Nachdem zuvor bereits die Weichen für Onlinewahlen neben den herkömmlichen Briefwahlen gestellt wurden, hat der Deutsche Bundestag am 19. November 2020 das Gesetz zur Modernisierung der Sozialwahlen beschlossen. Für alle Beteiligten besteht damit Klarheit, unter welchen Modalitäten 2023 gewählt wird.

von Jürgen Hermann

Für die BIV und alle Listen, die erstmals antreten wollen bzw. nicht durchgängig in der Selbstverwaltung vertreten sind, ist die Halbierung des erforderlichen Unterschriftenquorums von besonderer Bedeutung. Um den Rückhalt in der Wählerschaft nachzuweisen, müssen etwa bei der BARMER oder der DRV Bund nicht mehr 2.000, sondern nur noch 1.000 Unterstützerunterschriften vorgelegt werden. Das erleichtert den Zugang zur Wahl und fördert Urwahlen. Letzteres gilt auch für die erschwerte Möglichkeit der Listenzusammenlegung. 2023 dürfte es daher zu mehr Urwahlen kommen, sind sogenannte „Friedenswahlen“ aber immer noch zulässig.

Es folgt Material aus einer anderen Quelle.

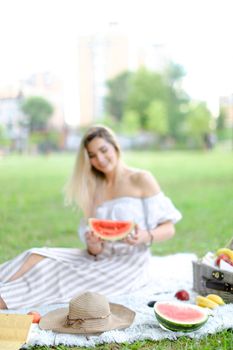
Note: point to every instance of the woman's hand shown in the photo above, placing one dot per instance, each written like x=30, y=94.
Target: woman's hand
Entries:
x=139, y=237
x=94, y=243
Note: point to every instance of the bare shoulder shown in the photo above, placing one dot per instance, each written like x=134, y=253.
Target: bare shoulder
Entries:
x=146, y=182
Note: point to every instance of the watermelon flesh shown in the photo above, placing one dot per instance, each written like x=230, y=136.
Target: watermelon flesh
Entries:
x=111, y=229
x=178, y=317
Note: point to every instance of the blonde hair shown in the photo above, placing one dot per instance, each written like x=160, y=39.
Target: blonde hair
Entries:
x=81, y=189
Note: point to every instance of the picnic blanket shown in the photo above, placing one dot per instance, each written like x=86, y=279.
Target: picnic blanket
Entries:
x=171, y=273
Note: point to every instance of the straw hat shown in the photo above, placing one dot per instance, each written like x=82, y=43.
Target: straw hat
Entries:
x=88, y=313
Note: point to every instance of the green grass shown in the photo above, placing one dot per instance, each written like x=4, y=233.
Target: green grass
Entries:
x=200, y=184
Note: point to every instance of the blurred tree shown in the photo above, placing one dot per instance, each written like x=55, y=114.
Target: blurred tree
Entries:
x=38, y=111
x=145, y=87
x=199, y=122
x=157, y=120
x=117, y=95
x=176, y=98
x=131, y=122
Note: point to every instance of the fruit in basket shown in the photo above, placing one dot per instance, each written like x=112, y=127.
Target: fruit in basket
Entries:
x=176, y=316
x=223, y=257
x=216, y=298
x=226, y=251
x=206, y=302
x=182, y=295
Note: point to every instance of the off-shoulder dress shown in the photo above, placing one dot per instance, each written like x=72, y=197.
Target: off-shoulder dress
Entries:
x=119, y=269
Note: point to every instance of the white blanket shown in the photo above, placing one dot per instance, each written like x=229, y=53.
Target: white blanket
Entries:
x=171, y=273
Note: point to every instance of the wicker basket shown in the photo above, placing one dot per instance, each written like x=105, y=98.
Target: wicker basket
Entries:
x=209, y=280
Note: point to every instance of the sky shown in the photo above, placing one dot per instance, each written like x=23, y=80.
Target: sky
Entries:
x=41, y=35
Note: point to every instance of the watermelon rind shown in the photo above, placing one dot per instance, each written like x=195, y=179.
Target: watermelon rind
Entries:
x=180, y=326
x=114, y=234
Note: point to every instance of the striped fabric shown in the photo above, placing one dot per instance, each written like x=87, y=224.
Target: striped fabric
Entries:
x=64, y=272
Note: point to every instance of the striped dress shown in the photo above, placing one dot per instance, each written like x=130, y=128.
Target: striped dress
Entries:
x=119, y=269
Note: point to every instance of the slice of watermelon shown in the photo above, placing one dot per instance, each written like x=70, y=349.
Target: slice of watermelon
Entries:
x=111, y=230
x=176, y=316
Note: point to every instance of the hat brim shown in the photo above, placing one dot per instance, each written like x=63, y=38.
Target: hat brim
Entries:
x=121, y=317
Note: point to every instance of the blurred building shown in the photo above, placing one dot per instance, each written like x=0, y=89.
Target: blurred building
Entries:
x=100, y=58
x=226, y=103
x=14, y=122
x=50, y=87
x=104, y=56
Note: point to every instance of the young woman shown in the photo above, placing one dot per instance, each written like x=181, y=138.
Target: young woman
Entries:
x=102, y=186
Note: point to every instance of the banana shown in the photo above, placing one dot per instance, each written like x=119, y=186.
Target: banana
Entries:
x=216, y=299
x=205, y=302
x=226, y=251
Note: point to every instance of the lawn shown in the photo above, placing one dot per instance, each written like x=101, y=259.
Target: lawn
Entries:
x=32, y=213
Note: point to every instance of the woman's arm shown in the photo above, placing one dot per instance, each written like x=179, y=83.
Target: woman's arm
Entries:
x=161, y=233
x=94, y=244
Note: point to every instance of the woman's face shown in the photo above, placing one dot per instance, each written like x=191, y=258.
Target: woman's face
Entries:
x=102, y=154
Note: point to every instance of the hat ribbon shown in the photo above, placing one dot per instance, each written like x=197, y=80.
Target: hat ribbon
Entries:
x=72, y=321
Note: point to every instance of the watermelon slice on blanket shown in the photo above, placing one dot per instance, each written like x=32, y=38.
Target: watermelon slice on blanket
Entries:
x=177, y=317
x=111, y=230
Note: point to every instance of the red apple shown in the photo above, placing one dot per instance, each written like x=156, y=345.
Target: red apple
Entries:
x=36, y=316
x=182, y=295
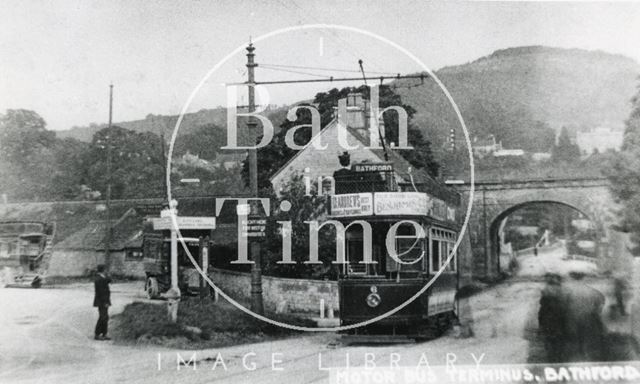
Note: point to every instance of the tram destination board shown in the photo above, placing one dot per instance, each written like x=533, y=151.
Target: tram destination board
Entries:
x=254, y=227
x=372, y=167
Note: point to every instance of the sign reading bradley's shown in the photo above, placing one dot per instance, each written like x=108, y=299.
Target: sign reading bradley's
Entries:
x=352, y=204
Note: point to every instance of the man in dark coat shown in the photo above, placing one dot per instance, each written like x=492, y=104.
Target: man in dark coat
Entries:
x=102, y=300
x=552, y=318
x=585, y=328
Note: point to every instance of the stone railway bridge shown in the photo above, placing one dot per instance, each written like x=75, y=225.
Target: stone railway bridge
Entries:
x=493, y=201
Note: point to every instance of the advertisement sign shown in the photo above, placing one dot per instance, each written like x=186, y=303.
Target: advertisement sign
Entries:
x=402, y=203
x=352, y=204
x=184, y=222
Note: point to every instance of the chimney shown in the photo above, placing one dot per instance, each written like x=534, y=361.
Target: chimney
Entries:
x=355, y=112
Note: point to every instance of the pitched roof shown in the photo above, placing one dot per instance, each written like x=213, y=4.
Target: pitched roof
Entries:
x=422, y=180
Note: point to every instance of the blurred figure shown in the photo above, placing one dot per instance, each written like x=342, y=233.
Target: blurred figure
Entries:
x=102, y=300
x=585, y=329
x=552, y=318
x=620, y=288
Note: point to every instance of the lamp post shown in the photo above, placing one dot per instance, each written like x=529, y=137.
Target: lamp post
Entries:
x=107, y=253
x=254, y=246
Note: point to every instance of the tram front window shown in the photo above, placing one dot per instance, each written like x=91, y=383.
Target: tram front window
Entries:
x=355, y=252
x=442, y=243
x=409, y=249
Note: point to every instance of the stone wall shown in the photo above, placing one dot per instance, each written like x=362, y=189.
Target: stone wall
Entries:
x=300, y=295
x=74, y=263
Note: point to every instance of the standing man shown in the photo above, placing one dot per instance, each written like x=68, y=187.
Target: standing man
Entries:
x=102, y=300
x=552, y=319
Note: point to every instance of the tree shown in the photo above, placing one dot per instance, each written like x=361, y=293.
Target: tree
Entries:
x=565, y=150
x=303, y=208
x=273, y=156
x=625, y=175
x=205, y=142
x=137, y=163
x=23, y=133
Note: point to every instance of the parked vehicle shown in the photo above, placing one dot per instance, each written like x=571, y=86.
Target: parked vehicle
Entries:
x=157, y=265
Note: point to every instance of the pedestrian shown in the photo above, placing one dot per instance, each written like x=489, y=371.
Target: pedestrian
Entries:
x=552, y=319
x=102, y=301
x=620, y=288
x=585, y=329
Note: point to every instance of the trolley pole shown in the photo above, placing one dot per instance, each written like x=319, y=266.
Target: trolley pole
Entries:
x=254, y=246
x=107, y=251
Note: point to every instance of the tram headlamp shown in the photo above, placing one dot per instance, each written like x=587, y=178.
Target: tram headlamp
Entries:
x=373, y=300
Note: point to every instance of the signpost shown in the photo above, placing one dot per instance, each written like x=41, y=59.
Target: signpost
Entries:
x=166, y=222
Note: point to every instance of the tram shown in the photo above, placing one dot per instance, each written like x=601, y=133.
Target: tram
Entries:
x=397, y=238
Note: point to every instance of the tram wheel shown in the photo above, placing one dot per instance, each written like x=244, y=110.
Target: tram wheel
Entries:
x=151, y=287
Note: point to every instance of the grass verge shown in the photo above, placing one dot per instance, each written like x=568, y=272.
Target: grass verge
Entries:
x=201, y=324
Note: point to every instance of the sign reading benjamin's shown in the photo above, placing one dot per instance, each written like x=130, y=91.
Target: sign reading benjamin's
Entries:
x=352, y=204
x=402, y=203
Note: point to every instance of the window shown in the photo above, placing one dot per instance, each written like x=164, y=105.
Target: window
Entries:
x=441, y=245
x=133, y=254
x=355, y=252
x=406, y=241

Ausdrücklich begrüßt die BIV die künftig zu erstellende „Niederschrift über die Bewerberaufstellung“, mit der die nötige Transparenz bei der Bewerberauswahl hergestellt wird und „Kungeleien im Hinterzimmer“ ausgeschlossen werden sollen. Selbstredend wird auch die Verpflichtung begrüßt, dass Vorschlagslisten in der Krankenversicherung mindestens 40% Frauen und 40% Männer aufweisen müssen. Leider ist diese zwingende Vorgabe in der Renten- und Unfallversicherung wieder verwässert worden,weil hier nur eine Sollvorschrift ins Gesetz übernommen wurde.

Des Weiteren werden mit dem Modernisierungsgesetz die bisherigen Listenverbindungen und die 5%-Hürde abgeschafft. Was istenverbindungen anbetrifft, wird dies zwangsläufig zu kleineren Stimmzetteln und mehr „Gemeinschaftslisten“ führen. Die Abschaffung der 5%-Hürde hat nur bei wenigen Krankenkassen praktische Bedeutung, zu denen aber auch die BARMER gehört. Rein rechnerisch reichen bei ihr demnächst 3,7% der Stimmen, um einen Sitz im Verwaltungsrat zu erlangen.

Uneingeschränkt positiv zu bewerten ist schließlich der im Gesetz verankerte Freistellungsanspruch für Selbstverwalterinnen und Selbstverwalter sowie der Anspruch auf bis zu fünf Arbeitstagen Bildungsurlaub für einschlägige Fortbildungsmaßnahmen. Das macht das Ehrenamt attraktiver, insbesondere für berufstätige Frauen und Männer, und nährt die Hoffnung auf eine Verjüngung der Selbstverwaltung.